Tao Zhu, Kokas Aynne, Zhang Rui, Cohan Daniel S, Wallach Dan
Department of Computer Science, Rice University, Houston, Texas, United States of America.
Department of Media Studies, University of Virginia, Charlottesville, Virginia, United States of America.
PLoS One. 2016 Sep 20;11(9):e0161389. doi: 10.1371/journal.pone.0161389. eCollection 2016.

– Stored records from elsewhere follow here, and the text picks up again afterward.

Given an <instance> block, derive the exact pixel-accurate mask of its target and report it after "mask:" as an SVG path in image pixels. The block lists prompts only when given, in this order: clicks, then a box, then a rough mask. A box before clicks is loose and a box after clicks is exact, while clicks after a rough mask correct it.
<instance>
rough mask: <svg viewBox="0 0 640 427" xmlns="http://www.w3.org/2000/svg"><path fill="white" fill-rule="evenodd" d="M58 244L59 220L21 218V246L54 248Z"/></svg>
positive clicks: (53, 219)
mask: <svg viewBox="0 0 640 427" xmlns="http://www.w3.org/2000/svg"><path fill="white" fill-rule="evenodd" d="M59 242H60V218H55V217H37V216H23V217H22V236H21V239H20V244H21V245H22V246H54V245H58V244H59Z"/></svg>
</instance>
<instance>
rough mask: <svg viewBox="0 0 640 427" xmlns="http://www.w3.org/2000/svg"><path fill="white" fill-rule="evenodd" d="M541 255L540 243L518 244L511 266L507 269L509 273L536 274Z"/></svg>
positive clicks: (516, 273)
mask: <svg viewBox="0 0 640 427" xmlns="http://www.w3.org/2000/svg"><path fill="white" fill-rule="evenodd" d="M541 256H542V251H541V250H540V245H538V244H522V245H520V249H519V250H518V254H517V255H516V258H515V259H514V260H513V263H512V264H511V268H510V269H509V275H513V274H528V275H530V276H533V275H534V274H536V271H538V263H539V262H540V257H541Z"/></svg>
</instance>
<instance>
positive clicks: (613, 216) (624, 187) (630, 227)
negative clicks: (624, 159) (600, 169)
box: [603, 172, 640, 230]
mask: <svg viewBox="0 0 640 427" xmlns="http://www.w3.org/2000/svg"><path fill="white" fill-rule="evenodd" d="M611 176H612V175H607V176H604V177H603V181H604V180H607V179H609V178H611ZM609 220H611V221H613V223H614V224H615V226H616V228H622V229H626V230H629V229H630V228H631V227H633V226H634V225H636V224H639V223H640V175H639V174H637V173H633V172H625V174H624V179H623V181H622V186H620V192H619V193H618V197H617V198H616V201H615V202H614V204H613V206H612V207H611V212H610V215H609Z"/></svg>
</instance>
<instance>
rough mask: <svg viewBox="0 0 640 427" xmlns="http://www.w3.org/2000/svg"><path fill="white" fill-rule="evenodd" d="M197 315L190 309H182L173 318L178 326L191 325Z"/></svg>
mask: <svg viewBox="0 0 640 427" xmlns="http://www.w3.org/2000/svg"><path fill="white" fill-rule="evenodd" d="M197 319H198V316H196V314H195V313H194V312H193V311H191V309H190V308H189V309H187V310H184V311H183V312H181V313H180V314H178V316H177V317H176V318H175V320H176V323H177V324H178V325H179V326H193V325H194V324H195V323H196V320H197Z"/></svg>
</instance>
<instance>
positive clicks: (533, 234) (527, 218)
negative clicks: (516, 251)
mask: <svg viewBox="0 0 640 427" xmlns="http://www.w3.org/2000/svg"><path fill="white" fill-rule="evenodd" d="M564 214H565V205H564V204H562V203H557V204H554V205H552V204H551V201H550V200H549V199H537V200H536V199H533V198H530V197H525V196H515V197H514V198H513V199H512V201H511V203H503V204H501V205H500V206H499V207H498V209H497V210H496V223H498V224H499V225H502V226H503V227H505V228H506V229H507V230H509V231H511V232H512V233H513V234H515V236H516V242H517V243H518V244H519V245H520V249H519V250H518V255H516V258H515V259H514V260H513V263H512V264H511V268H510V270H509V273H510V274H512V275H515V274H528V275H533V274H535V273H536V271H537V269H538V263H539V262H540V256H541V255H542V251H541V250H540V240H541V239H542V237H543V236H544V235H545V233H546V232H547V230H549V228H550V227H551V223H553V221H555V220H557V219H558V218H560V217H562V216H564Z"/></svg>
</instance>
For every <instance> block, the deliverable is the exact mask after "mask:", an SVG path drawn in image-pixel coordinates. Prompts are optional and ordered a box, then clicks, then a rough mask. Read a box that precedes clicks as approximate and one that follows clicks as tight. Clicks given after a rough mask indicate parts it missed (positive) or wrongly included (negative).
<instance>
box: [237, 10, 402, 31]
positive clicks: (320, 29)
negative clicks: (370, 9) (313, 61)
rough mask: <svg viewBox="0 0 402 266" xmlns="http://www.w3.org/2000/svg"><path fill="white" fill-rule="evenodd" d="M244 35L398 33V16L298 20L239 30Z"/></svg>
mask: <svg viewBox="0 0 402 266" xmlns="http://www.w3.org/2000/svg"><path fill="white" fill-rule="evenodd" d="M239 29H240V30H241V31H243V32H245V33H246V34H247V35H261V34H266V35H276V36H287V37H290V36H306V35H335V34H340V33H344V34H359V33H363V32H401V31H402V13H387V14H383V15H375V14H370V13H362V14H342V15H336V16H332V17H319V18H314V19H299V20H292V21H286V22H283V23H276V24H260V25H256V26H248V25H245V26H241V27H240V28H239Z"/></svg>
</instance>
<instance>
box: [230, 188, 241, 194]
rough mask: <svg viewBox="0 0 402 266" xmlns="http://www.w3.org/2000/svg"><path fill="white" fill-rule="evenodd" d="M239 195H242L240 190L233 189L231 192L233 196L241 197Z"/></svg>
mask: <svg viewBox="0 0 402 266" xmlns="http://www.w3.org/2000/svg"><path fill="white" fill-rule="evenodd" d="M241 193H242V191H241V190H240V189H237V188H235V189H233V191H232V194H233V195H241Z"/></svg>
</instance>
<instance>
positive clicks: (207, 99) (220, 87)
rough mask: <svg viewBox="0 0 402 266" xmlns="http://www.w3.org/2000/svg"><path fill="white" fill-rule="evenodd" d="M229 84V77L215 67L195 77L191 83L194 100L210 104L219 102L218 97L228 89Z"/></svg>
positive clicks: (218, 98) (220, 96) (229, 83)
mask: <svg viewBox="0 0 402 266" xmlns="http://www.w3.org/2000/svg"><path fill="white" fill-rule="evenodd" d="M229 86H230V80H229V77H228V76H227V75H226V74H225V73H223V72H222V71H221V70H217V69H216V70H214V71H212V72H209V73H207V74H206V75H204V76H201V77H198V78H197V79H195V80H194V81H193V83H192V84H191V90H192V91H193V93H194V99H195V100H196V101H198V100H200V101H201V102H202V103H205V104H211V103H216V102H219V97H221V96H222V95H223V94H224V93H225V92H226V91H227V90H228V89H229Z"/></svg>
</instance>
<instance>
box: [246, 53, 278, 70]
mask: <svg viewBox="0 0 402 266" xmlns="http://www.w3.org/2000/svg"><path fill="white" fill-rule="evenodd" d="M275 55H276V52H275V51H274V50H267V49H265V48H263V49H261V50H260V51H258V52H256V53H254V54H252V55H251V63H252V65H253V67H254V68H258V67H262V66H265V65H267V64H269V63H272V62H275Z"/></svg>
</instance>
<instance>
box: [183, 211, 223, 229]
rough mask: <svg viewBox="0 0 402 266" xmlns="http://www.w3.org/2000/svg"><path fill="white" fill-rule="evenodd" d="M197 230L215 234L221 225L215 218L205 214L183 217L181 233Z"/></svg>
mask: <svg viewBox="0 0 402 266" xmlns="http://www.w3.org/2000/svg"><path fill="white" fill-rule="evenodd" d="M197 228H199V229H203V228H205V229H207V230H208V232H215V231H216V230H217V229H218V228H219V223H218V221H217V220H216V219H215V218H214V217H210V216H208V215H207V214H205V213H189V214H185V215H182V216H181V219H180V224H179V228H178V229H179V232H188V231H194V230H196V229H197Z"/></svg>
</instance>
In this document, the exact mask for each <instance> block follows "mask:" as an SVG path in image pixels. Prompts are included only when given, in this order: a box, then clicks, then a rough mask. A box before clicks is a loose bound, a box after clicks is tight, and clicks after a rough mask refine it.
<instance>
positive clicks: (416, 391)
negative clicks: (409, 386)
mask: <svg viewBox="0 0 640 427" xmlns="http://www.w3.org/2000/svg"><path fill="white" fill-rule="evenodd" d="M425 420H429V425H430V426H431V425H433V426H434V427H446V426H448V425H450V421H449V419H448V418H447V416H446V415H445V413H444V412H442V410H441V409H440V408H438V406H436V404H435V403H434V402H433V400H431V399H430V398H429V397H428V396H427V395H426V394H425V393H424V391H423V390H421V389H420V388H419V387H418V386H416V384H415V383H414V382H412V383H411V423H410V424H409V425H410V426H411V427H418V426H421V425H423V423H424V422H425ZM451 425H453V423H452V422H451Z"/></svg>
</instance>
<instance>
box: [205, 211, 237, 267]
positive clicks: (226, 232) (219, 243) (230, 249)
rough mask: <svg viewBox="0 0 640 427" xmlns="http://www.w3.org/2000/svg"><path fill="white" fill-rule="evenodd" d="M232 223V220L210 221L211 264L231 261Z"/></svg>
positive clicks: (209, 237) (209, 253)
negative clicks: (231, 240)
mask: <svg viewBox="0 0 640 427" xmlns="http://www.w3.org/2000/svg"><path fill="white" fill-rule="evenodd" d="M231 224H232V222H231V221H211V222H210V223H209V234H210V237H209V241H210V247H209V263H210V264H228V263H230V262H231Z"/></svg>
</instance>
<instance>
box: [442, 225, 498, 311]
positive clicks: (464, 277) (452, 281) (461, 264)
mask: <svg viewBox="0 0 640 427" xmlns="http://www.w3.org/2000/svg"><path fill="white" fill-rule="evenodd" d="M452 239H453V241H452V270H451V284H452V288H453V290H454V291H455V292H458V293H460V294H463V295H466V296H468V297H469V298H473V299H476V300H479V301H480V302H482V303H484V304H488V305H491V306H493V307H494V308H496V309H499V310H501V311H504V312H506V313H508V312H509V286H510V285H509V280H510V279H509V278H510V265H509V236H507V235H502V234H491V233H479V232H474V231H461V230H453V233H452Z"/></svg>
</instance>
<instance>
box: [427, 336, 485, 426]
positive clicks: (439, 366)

Although studies have increasingly linked air pollution to specific health outcomes, less well understood is how public perceptions of air quality respond to changing pollutant levels. The growing availability of air pollution measurements and the proliferation of social media provide an opportunity to gauge public discussion of air quality conditions. In this paper, we consider particulate matter (PM) measurements from four Chinese megacities (Beijing, Shanghai, Guangzhou, and Chengdu) together with 112 million posts on Weibo (a popular Chinese microblogging system) from corresponding days in 2011-2013 to identify terms whose frequency was most correlated with PM levels. These correlations are used to construct an Air Discussion Index (ADI) for estimating daily PM based on the content of Weibo posts. In Beijing, the Chinese city with the most PM as measured by U.S. Embassy monitor stations, we found a strong correlation (R = 0.88) between the ADI and measured PM. In other Chinese cities with lower pollution levels, the correlation was weaker. Nonetheless, our results show that social media may be a useful proxy measurement for pollution, particularly when traditional measurement stations are unavailable, censored or misreported.
尽管研究越来越多地将空气污染与特定的健康结果联系起来,但公众对空气质量的认知如何随着污染物水平的变化而变化却鲜为人知。空气污染测量数据的日益可得以及社交媒体的激增,为衡量公众对空气质量状况的讨论提供了一个契机。在本文中,我们将来自中国四个特大城市(北京、上海、广州和成都)的颗粒物(PM)测量数据,与2011年至2013年相应日期在微博(一个广受欢迎的中国微博系统)上的1.12亿条帖子相结合,以确定那些频率与PM水平相关性最高的词汇。这些相关性被用于构建一个空气讨论指数(ADI),以便根据微博帖子的内容来估算每日的PM。在北京,根据美国大使馆监测站的测量,其PM含量在中国城市中最高,我们发现ADI与测量到的PM之间存在很强的相关性(R = 0.88)。在其他污染水平较低的中国城市,这种相关性较弱。尽管如此,我们的结果表明,社交媒体可能是一种有用的污染替代测量方法,特别是在传统测量站不可用、数据被审查或报告有误的情况下。